Bedah Majalah Marketing
Banyak kalangan memperkirakan prospek tahun 2009 bagi dunia bisnis menurun. Bahkan, ada beberapa opini yang mengatakan pada tahun menjadi titik kulminasi dari krisis global yang dimulai dari daratan Amerika itu. Apalagi sudah banyak perusahaan besar merampingkan bisnisnya dengan mem-PHK ribuan karyawannya. Tapi, bagaimana prediksi pada kondisi Indonesia tahun depan?

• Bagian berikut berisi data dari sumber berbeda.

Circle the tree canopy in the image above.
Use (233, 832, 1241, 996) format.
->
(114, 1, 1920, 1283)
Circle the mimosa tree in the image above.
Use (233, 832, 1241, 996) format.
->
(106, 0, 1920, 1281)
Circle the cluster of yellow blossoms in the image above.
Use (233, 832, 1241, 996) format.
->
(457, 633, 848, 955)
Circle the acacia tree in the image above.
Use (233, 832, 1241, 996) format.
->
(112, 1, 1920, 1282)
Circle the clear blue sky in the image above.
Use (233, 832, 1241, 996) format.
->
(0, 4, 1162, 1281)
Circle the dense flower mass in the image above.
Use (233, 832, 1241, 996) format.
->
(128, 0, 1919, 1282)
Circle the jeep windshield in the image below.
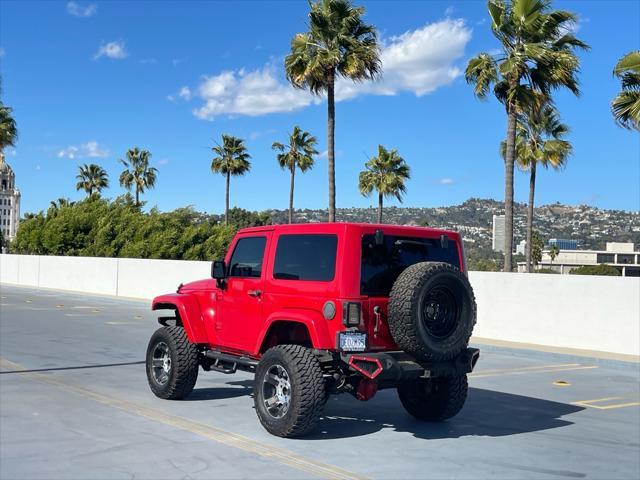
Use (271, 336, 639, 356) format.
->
(360, 233, 460, 296)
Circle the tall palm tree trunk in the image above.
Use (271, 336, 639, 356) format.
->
(378, 192, 383, 223)
(225, 171, 230, 225)
(327, 69, 336, 223)
(289, 165, 295, 224)
(503, 106, 517, 272)
(135, 188, 140, 206)
(525, 160, 537, 273)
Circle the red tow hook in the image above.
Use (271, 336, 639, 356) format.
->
(355, 378, 378, 401)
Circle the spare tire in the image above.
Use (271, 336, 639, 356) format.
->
(388, 262, 476, 362)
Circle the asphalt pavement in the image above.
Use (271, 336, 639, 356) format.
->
(1, 284, 639, 479)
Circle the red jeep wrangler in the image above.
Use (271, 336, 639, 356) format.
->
(145, 223, 478, 437)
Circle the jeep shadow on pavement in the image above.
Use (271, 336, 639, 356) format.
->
(145, 223, 480, 437)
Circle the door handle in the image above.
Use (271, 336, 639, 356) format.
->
(247, 289, 262, 298)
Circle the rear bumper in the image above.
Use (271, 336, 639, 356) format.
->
(340, 348, 480, 388)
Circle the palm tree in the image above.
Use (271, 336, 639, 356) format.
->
(211, 135, 251, 224)
(465, 0, 588, 272)
(502, 104, 572, 272)
(76, 163, 109, 198)
(118, 148, 157, 206)
(0, 103, 17, 155)
(612, 51, 640, 131)
(272, 126, 318, 224)
(358, 145, 410, 223)
(285, 0, 380, 222)
(549, 244, 560, 265)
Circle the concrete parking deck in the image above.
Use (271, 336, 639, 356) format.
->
(1, 284, 638, 479)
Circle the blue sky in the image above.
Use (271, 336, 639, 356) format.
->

Pada edisi Desember 2008, Majalah Marketing mencoba mengupas prediksi dari berbagai sektor industri. A. Tony Prasetiantono, salah satu narasumber majalah ini, mengatakan bahwa kondisi sekarang ini belum sampai membuat damage confidence. Baginya, yang terlihat adalah penurunan nilai mata uang asing dan naiknya suku bunga bank. Sektor konsumsi domestik akan menopang pertumbuhan ekonomi nasional tahun depan. Kendati kegiatan ekspor melambat akibat turunnya permintaan dari luar negeri. Tony tetap optimistis pada kondisi tahun depan karena tidak akan ada hal-hal yang menganggu kecepatan ekonomi 2009 selama kondisi politik tetap kondusif.
Sementara itu, Yuswohady, Chief Executive of MarkPlus, mengatakan karena berbagai keadaan tak menentu, seperti krisis global, fluktuasi harga minyak, fluktuasi harga komoditas, krisis suplai makanan, dan Pemilu, maka lengkaplah tahun 2009 sebagai tahun penuh ranjau, tahun penuh tantangan, tahun penuh ketidakpastian, tahun penuh gonjang-ganjing: “year of living dengerously”. Ia mengajak para marketer tetap optimis dengan 150% lebih waspada, 150% lebih kreatif, 150% lebih ngotot, 150% lebih smart, dan 150% lebih tahan banting. “Dengan itu, kita akan survive!” katanya.
Darmadi Durianto, pengamat pemasaran dari Vadriv Consulting melihat tahun depan pasar elektronik dan sepeda motor akan menciut. Peta persaingan tahun depan lebih didominasi oleh perang harga. Ini dilatari karena harga bahan baku naik tajam dan daya beli masyarakat semakin melemah.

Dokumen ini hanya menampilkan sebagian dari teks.